Loan modification programs and services are coming out of the woodwork now, and I have noticed many companies are not surprisingly, the same people that probably got you into a bad mortgage in the first place- the mortgage brokers. Not to say that the broker or loan officer themselves are to be blamed, as I think we know there are a lot of direct influencers on why this occurred. However, I have also noticed that many of the best negotiators, and ones that actually are producing the modifications, are attorneys. The banks do not want the home to foreclose, most Americans do not want to lose their home or face the blemish on their credit from doing so, so they are turning to these loan relief law groups to negotiate directly on their behalf to reduce, suspend, delay, and modify their existing loan, terms and even balance in order to keep people in their homes.

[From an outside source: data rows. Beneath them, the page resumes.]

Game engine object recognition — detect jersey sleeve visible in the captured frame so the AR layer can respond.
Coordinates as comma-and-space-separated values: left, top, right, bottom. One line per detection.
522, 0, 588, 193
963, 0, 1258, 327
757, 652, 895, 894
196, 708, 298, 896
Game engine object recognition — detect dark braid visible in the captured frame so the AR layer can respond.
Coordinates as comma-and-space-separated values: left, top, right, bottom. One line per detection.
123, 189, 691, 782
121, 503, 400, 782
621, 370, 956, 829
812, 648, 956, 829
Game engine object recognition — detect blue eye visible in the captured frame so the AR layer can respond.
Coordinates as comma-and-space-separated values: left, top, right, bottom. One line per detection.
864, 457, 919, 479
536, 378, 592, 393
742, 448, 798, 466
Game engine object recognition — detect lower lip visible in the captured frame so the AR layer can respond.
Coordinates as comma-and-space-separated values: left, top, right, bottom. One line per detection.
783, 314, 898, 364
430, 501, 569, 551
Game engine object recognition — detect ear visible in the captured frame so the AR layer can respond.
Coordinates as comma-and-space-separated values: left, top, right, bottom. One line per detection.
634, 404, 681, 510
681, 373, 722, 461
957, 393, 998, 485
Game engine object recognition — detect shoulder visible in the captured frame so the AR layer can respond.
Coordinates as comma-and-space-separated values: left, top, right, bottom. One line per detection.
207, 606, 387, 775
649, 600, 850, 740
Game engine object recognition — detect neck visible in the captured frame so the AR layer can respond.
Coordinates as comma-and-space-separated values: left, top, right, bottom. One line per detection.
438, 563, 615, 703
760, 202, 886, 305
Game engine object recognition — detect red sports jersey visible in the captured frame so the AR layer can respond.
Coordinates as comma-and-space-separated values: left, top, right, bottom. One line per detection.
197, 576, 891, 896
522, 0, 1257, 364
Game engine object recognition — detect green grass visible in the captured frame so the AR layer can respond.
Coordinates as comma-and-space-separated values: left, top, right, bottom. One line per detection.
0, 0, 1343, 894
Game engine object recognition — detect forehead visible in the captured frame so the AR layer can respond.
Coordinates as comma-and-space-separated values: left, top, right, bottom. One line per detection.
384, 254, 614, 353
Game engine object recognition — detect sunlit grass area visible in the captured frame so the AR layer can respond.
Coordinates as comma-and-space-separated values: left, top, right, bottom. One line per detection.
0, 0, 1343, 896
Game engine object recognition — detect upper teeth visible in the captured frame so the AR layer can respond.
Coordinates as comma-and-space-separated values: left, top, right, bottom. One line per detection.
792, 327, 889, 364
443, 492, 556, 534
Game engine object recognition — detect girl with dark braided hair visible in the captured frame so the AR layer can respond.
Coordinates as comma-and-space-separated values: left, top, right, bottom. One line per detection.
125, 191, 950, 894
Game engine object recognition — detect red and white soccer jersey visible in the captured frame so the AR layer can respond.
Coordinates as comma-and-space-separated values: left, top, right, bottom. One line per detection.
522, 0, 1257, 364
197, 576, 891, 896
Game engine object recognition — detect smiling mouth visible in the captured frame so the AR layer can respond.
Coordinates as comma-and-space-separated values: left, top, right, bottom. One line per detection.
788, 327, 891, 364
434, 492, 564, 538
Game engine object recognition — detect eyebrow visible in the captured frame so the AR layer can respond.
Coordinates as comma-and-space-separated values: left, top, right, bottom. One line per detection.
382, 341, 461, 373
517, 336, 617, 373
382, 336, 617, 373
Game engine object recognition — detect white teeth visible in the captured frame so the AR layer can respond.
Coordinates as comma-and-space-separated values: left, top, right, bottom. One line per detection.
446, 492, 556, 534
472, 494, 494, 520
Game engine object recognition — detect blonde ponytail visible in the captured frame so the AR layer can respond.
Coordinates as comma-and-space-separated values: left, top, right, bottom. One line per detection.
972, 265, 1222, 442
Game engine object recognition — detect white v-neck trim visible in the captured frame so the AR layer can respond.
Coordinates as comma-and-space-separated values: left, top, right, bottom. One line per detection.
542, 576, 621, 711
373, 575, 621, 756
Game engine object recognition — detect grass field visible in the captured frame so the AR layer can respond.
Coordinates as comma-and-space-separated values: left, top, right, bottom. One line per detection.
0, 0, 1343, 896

As a service, I believe these companies are providing great value and great support in a needed time. Attorneys, such as those from the Loan Relief Law Group, offer this service leveraging their extensive attorney network and experience for a minimal cost to homeowners. Typically the process can take up to a month, but the results I have seen and read about are dramatic. If you are facing hardship, talk to an attorney, not a slick salesman or broker.